CS294-1 Final Project Report. Real-Time Event Detection by Twitter

Transcription

1 CS294-1 Final Project Report Real-Time Event Detection by Twitter Cheng Lu & Yun Jin Abstract Twitter has become a popular microblogging service. An important characteristic of Twitter is its real-time nature. For example, when an earthquake occurs, people make many tweets related to the earthquake, which enables detection of earthquake occurrence promptly, simply by observing the tweets.

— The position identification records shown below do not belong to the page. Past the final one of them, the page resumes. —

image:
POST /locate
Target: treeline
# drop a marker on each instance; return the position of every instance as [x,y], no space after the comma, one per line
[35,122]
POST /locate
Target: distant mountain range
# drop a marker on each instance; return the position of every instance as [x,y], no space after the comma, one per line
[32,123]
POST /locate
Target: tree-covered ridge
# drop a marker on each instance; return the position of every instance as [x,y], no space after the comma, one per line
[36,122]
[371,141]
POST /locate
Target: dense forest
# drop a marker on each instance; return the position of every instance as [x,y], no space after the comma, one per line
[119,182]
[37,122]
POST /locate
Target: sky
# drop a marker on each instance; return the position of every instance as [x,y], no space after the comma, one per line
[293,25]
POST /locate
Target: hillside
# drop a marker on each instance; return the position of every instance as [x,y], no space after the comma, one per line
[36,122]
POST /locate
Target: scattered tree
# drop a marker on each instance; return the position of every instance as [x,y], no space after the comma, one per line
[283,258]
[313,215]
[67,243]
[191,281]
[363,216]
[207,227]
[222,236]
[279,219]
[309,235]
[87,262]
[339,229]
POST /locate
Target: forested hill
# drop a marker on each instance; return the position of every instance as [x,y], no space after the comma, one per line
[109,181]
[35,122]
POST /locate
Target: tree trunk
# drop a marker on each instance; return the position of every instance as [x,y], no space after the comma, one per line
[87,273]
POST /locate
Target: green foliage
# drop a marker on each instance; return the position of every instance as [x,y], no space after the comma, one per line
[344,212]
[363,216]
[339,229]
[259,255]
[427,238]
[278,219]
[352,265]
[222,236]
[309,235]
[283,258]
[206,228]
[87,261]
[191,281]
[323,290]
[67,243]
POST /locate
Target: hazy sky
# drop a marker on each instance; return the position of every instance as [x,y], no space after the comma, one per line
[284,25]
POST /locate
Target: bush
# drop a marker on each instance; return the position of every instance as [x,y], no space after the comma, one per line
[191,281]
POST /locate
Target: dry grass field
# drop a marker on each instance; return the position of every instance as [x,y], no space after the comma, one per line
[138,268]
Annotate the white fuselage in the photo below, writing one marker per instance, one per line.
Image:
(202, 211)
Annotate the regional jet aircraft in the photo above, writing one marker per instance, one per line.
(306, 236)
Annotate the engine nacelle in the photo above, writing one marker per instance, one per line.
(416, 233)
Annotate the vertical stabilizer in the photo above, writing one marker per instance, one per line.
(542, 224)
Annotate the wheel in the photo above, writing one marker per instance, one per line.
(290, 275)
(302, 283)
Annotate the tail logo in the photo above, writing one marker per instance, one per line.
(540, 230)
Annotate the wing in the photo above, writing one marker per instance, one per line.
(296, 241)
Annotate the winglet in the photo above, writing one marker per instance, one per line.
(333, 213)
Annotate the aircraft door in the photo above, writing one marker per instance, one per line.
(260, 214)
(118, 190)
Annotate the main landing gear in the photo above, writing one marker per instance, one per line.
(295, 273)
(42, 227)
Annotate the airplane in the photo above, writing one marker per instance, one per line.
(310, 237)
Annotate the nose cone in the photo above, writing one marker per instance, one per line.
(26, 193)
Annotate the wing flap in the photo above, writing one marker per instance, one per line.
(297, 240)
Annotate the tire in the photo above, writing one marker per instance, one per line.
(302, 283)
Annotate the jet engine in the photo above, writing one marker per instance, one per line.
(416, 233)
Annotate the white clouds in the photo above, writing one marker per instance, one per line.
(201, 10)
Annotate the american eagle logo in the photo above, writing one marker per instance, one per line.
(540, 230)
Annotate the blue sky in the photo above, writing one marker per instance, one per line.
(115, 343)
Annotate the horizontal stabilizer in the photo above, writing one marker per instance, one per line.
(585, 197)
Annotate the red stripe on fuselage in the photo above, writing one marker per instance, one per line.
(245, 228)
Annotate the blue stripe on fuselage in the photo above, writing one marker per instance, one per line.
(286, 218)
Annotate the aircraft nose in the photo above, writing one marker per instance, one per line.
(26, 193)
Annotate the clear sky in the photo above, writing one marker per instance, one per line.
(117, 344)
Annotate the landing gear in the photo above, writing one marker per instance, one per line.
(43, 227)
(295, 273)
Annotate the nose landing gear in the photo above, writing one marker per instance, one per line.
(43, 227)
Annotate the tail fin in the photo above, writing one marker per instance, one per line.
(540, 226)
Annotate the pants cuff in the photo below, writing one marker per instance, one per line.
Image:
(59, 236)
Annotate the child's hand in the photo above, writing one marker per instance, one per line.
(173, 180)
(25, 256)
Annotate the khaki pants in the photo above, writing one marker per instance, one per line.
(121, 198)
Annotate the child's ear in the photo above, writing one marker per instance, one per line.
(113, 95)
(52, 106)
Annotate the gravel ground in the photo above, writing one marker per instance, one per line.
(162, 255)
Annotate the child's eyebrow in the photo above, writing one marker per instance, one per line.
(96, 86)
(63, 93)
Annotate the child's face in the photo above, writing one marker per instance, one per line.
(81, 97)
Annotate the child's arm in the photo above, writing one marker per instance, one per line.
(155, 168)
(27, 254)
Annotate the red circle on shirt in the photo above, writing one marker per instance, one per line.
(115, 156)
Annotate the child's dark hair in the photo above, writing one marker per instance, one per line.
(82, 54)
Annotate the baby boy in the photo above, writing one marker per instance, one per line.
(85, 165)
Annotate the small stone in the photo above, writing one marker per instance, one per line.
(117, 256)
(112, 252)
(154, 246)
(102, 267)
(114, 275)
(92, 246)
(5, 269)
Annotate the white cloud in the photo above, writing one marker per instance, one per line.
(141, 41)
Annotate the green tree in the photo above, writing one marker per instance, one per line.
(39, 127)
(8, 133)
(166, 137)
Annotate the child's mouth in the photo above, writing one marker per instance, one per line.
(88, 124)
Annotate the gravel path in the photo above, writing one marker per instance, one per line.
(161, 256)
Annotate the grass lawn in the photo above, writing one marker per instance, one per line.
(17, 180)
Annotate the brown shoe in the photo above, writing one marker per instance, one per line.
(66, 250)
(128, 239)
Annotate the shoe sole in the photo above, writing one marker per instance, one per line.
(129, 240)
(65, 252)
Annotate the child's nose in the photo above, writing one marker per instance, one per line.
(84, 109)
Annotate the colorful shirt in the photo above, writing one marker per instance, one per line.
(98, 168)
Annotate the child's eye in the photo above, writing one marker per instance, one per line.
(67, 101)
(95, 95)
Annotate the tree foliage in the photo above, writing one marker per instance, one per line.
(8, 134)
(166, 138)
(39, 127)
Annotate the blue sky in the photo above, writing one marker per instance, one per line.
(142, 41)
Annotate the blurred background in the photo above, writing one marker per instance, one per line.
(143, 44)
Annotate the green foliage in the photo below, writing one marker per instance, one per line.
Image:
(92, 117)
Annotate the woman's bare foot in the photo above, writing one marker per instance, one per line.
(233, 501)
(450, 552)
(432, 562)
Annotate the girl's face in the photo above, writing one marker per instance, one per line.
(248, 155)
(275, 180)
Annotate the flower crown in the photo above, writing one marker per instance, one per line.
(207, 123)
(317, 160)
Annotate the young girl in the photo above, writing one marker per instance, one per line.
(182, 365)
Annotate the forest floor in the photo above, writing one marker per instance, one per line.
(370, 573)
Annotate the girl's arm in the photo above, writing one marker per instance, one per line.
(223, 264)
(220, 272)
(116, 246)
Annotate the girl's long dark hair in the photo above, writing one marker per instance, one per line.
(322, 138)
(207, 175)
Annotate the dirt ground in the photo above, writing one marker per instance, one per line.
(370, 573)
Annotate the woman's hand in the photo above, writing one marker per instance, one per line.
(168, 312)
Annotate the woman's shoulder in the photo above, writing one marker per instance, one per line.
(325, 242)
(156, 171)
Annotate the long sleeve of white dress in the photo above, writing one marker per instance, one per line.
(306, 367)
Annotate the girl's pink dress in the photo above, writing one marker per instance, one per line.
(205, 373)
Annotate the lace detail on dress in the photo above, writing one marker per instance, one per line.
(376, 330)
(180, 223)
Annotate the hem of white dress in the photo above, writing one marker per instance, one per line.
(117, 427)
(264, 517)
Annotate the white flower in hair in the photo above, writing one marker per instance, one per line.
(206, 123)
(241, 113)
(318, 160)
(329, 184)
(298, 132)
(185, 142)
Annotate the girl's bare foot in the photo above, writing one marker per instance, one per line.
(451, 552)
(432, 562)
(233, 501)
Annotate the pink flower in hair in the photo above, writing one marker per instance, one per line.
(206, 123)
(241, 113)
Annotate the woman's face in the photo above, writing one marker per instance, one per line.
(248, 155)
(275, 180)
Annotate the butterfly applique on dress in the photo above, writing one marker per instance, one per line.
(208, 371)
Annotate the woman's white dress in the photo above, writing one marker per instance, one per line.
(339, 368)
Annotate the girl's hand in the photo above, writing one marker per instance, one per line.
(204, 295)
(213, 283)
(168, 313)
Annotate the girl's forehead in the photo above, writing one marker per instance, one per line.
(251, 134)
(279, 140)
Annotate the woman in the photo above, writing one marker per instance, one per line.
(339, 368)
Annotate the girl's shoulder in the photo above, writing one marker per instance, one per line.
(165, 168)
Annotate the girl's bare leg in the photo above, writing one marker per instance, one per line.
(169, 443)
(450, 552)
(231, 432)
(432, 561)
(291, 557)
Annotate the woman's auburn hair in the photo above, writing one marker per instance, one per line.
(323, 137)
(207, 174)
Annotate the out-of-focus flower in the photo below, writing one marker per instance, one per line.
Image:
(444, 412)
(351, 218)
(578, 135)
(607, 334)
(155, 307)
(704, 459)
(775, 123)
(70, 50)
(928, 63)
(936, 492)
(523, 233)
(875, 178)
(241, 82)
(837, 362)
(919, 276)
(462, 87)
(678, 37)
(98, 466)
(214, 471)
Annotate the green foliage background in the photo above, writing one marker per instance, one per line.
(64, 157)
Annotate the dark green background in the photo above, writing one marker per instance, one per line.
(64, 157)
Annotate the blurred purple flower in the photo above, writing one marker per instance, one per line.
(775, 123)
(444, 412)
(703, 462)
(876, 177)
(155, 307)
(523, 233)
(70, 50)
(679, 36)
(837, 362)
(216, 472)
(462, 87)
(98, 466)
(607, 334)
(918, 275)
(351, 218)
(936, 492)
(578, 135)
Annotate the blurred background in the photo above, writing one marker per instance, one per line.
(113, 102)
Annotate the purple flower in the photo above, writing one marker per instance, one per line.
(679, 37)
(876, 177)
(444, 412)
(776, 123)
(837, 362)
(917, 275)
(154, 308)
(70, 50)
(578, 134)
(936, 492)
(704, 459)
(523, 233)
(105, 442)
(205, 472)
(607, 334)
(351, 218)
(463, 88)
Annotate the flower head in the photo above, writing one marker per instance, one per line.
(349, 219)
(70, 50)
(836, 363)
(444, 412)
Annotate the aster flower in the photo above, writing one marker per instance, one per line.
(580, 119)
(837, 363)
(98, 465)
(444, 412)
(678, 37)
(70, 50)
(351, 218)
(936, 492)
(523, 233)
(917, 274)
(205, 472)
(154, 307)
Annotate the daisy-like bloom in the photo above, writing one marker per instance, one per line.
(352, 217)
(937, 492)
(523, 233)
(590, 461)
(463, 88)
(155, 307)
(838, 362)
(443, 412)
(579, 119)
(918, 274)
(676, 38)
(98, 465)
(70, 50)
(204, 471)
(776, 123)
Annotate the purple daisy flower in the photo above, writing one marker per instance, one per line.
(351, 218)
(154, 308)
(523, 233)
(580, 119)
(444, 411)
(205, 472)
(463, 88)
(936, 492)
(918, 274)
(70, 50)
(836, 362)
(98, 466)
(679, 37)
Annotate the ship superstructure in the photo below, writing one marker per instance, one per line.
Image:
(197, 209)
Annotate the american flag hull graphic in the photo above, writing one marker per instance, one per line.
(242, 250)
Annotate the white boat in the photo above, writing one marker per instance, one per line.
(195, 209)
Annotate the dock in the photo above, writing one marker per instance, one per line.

In this report, we investigate the real-time interaction of events such as earthquakes, in Twitter, and propose an algorithm to monitor tweets and to detect a target event. To detect a target event, we devise a classifier of tweets based on features such as the keywords in a tweet, the number of words, and their context. We also establish a temporal model to estimate time of occurrence. Finally, we use geocharts from Google to show our results on maps. In this report, section 1 describes our goal of this project. Section 2 introduces how we collect data and how we processed these data for classification. Section 3 talks about the approach we used for the project in detail and why we choose it. Section 4 shows the results and performance analysis. Section 5 gives a short scenario about what will be done for next step. Section 6 summarizes what we have done and what we have learned through this project. Project Goal Since real-time nature is one of the most important features for Twitter, we could detect real-time events by monitoring tweets. And we try to find the real time of location of such events. These events share several properties in common: i) They are of large scale (many users experience the event). ii) They particularly influence people s daily life (for that reason, they are induced to tweet about it). iii) They have both spatial and temporal regions (so that real-time location estimation would be possible). The research questions we are trying to answer in this project are: i) Can we detect such event occurrence in real-time by monitoring twitter? ii) Can we find the real time and location information of such event?

2 In this report, we focus on the detection of earthquake that has the above properties. The goal of our project is to detect earthquake events by collecting tweets data and to estimate the time of location of earthquake occurrence. Data Collecting & Data Processing We start our analysis by searching the queries from the MarkLogic Twitter Database by XQueries. In our project, we first search the keyword earthquake for a subset of tweets that all contains the keyword in our searching queries. Subsequently, we limit the location of all tweets to US and set the language as English since we concentrate on the events that are in the region of US. Finally, we get 20,000 tweets that are dated from Nov 22nd, 2011 to Mar 13th, Follow by that, we employed simple statistical analysis of the twitter data we got. From these tweets data, we found that most are located in west in accordance to the fact that earthquake happens most in the west coast in US and are pretty rare in Midwest and Northeast area (this may also due to the possibility that the twitter population is way more dense in west coast). Figure 1 shows the regional distribution of the data that contains the keyword earthquake located in US. Figure1. Distribution of earthquake in US from tweets data Approach To detect an event like earthquake and estimate the time and location of such event, we build an overall analysis platform for classification and estimation. Figure 2 shows the procedure of our approach. In this report, we first introduce two assumptions for detecting an event like earthquake. Then we describe the semantic analysis for classification. Subsequently, we propose a temporal model for event occurrence probability. Finally, we estimate the time of location of the earthquake.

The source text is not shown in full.